Vieillard hippie chaussé de sandales, soixante, septante ans, les cheveux maigres et longs qui dans le direct Lausanne-Yverdon déclare à la contrôleuse, une apprentie joufflue : “excuse-moi, je venu de Basel et fatigué j’endormi, je me réveillé après à Lausanne, maintenant je retour…”. La fille en uniforme écoute. Elle hésite. S’adresse au hippie en dialecte, lequel répond en dialecte. A la fin, j’entends le hippie qui trois fois répète à la gamine : “Vielen Dank!”
Jeu
Plus il y aura de perdants parmi les gens honnêtes (en d’autres temps, on aurait fait l’économie du qualificatif), plus le socialisme nouvelle façon trouvera des alliés. Abusés par le discours de leurs tuteurs de circonstance ces perdants, comme le furent au cours de l’histoire européenne tous les amateurs de récits politiques, participent au renforcement des oppresseurs véritables, les capitalistes nouvelle façon.
Repérages
Dimanche au CHUV, à photographier des cadres, des affiches, des bacs à papillons. Avec des malades et des infirmières, des gouttes-à-gouttes et des lits, à bord des ascenseurs de fer, dans les cafétérias ou les salles des urgences. A parking j’aide un patient en chaise, dans le centre médical universitaire l’ambulancier me félicite pour mon T‑shirt Fass 90: “belle arme!”. Monde étrange où l’on vient et dont on repart, c’est à dire naît et meurt. Les portes de l’existence. Faisant mon travail, je songeais à Gala — sans parage connu — le pacte était de s’aider à quitter la scène.
Famille
Aplo de retour des casernes de Thoune, grenadier de char, tenue kaki, belle démarche, et content.

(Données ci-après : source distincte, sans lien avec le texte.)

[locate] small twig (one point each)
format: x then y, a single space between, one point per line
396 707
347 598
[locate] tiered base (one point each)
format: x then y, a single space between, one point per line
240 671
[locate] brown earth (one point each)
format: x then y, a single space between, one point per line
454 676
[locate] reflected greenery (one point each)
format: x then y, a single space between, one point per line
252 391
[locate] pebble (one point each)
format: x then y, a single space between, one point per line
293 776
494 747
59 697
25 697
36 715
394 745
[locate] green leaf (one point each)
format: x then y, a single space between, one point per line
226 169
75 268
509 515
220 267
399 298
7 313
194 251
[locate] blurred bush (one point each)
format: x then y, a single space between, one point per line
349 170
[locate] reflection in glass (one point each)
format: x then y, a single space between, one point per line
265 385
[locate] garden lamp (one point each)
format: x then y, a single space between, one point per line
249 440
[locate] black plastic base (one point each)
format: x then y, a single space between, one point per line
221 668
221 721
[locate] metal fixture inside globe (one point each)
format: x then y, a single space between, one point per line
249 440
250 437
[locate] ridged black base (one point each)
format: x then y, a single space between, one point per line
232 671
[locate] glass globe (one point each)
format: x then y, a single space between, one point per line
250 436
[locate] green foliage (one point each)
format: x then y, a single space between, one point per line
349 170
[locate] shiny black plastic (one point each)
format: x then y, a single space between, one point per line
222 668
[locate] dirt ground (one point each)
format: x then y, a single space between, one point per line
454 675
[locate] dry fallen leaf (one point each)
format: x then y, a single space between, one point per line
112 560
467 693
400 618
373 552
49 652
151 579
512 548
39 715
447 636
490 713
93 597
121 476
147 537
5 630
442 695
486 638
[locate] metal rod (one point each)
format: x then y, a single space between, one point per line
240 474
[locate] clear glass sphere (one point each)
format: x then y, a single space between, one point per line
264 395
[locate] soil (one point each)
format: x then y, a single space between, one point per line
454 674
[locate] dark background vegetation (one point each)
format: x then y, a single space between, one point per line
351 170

Ici, je répète ma surprise, me réjouis et formule une critique: force est de constater que la discipline intérieure que je pratique, cette discipline qui permet de mettre dans l’apparence autant d’anarchie que l’on souhaite, n’aura pas été un modèle suffisant. Les enfants construisent j’imagine d’après ce qu’ils voient, et ne peuvent accéder d’emblée aux rapports subtils (ajoutons que je n’ai jamais fait “le père”, je veux dire conditionné mes actes et pensées pour offrir un modèle). Dès lors, je me félicite. A être soumis aux règles et administré dans ses mouvements par une hiérarchie, mon fils semble découvrir les moyens de se mouvoir en société. Il m’embrasse, affectueusement me tape dans le dos, nous gravissons le Petit-Chêne et entrons à la brasserie du Palace de Lausanne. Là, il me tâte sur son projet : prendre du galon. Pour moi un cauchemar, mais qui me semble, vu ainsi, pour Aplo, la meilleure des idées. Passer du schéma subit aux responsabilités qu’implique de faire respecter le schéma aux autres est sans doute un exercice de caractère. Que je n’en ai jamais considéré l’utilité indique seulement que j’avais en ma possession — vraies ou fausses — les principes sur lesquelles j’envisageais fonder mon avenir. Le soir, après une promenade au Denantou et autant de discussions, Aplo rentre à Genève. Je retrouve mon père (qui vient de publier son autobiographie) et sa femme dans une pizzeria sous-gare : ils arrivent d’Allemagne en voiture, repartent demain à Budapest en avion.
Peinture
Au Musée d’art moderne de New-York, passé l’exposition calibrée des avant-gardes historiques et les productions contemporaines destinées au garde-meuble puis au feu, une série de toiles de Gerhardt Richter période noir-blanc et flou, selon mon plaisir rétinien et mon maigre jugement esthétique l’un des plus grands artistes de la fin du vingtième avec Anselm Kiefer.